(New Museum, New York, December 1995)

I step into Bob Flanagan's room,
where his parents from Phoenix are sitting by the bed,
and I really should just be satisfied with saying hello
and how much I am impressed by his exhibit—I mean
no body else from the gallery has even dared
to disturb him in his room in the past hour. Yet I
cannot help but persist in my awkward gush
and we shake hands and I look deep into his gentle eyes,
wonder for a moment if his oxygen is really on,
tell him I am a poet too and from Israel and all that
and I am sorry to have interfered with his family chat.

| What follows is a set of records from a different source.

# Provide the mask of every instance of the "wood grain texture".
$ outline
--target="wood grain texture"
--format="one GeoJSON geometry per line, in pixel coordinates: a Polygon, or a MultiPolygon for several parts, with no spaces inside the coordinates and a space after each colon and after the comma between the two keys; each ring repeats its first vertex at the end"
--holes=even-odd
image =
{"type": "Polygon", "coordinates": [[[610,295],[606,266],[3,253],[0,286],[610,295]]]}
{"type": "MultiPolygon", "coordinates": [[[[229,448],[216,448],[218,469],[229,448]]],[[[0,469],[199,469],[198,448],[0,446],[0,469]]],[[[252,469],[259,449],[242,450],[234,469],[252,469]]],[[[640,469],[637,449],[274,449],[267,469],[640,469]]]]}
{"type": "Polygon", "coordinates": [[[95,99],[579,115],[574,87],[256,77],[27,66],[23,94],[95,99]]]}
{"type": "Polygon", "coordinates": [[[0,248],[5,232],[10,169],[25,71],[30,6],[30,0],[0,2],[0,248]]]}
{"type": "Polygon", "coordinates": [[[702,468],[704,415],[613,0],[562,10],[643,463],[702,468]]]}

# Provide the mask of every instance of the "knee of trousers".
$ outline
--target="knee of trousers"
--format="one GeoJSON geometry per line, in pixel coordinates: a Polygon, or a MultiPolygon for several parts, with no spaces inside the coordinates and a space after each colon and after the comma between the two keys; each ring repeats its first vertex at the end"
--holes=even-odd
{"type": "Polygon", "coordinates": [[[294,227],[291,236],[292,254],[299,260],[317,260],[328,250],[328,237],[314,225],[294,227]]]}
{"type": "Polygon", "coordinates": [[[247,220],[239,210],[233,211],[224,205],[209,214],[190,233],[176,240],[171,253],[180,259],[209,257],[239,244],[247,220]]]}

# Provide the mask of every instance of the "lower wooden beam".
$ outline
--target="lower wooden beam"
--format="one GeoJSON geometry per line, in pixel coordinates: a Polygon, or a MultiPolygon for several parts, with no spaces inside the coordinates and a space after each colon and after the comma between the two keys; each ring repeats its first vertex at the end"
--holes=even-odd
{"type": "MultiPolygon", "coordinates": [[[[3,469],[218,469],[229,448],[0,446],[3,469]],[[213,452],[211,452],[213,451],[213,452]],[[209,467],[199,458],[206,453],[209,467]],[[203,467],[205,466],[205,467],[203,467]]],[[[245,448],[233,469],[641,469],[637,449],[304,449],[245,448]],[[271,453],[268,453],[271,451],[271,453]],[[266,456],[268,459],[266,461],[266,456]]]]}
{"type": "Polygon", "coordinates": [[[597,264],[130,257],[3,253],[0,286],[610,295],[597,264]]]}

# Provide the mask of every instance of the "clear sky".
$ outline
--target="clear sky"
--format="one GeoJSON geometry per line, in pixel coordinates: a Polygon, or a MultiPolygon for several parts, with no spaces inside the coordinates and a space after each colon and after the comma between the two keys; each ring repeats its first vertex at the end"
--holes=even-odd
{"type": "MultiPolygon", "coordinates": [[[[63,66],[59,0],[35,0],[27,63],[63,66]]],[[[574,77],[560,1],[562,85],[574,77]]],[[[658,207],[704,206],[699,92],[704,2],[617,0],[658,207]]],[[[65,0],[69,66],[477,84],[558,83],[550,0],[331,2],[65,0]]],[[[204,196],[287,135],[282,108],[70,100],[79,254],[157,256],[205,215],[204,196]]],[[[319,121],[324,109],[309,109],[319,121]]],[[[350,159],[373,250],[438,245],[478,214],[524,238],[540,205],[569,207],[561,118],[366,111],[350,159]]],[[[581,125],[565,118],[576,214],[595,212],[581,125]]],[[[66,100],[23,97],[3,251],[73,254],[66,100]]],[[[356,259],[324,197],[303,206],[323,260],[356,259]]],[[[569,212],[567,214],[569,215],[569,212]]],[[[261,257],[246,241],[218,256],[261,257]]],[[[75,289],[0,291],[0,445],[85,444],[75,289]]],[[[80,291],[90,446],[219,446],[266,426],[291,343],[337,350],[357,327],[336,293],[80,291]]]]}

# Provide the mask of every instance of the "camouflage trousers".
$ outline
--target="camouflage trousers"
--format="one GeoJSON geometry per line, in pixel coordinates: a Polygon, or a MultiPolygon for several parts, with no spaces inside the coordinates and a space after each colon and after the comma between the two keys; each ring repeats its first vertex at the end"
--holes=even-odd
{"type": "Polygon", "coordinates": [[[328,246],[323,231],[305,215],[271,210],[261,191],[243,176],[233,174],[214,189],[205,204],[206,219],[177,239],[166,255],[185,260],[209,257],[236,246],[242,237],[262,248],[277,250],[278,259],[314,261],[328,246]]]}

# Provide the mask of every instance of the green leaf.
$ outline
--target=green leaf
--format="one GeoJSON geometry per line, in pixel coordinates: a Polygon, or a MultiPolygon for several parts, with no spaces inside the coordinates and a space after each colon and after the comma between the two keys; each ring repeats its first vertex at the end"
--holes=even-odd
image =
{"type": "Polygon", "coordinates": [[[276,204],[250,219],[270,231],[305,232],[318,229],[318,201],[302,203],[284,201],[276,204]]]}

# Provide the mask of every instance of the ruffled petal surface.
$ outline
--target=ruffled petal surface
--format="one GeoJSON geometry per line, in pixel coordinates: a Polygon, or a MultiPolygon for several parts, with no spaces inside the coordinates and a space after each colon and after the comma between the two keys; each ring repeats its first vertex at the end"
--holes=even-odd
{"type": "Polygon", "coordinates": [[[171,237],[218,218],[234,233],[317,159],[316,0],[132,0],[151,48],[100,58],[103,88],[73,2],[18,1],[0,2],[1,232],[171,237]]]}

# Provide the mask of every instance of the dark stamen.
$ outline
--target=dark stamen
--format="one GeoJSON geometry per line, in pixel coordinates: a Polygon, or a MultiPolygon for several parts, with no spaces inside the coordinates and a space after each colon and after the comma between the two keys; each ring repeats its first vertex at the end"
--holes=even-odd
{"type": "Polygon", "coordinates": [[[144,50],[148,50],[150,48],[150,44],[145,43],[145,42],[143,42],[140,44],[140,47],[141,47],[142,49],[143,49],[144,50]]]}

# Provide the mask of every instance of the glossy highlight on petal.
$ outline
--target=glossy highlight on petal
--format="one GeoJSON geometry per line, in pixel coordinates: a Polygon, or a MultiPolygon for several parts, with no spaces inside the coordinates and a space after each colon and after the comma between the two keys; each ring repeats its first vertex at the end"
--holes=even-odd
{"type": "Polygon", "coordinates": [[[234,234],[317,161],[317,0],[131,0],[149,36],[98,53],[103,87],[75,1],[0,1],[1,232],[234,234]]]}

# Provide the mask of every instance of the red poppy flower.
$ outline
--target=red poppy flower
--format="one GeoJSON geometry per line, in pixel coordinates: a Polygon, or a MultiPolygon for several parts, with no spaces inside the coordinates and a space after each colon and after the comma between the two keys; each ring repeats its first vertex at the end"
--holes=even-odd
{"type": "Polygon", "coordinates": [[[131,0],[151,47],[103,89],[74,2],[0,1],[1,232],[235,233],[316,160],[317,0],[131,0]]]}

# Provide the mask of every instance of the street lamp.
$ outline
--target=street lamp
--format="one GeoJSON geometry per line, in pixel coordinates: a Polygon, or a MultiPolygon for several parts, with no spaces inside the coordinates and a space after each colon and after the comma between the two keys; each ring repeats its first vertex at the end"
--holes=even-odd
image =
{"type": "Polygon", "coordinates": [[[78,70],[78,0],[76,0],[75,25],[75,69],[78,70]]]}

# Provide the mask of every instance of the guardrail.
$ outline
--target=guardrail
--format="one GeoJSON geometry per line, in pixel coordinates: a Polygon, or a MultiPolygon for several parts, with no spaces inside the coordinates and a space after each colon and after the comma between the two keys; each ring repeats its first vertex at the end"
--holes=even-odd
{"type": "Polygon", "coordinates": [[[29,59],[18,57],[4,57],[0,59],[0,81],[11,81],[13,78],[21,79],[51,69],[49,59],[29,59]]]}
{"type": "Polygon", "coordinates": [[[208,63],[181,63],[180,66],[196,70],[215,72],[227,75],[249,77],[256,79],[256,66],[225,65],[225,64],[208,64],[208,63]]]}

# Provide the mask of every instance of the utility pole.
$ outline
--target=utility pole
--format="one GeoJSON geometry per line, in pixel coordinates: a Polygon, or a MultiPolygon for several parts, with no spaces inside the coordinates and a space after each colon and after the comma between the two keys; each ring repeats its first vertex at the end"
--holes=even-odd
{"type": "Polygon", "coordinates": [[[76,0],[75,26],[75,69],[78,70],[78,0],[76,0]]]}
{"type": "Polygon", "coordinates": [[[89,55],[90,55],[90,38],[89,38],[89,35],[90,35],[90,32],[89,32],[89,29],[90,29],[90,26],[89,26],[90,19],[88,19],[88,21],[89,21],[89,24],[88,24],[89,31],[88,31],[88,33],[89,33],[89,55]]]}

But God, outside this room is the museum of his entire life
of pain—the poem encircling the walls of the gallery, bringing
you into this room through the words as if you must be led by
the nose
in order to enter a place like this.
By the time I understood
what was going on I was already
inside, the little school charts
explaining the changes of the body,
the x-rays showing the disease
and the nipple ring, the toybin
with the superman doll and the leather
whip, the blocks with just
c/f and s/m letters. C/f for
cystic fibrosis, the stomach aches
alleviated by the pleasure
of masturbation, the pain
of a debilitating disease
cured by pain controlled, directed,
made into art.
Then the coffin with the video of his face.
Suddenly his image opens its eyes as if it knows
we are talking about it. Then the TV screens of his body,
the face at the top, the bound hands and feet on either side,
in the center the genitals the object of continual torture.
He does it much better than I can describe—
so banal my little summary of his world torment
—the text so small a part of it all, just the tip
of a pin-filled, flame-teased ejaculating penis.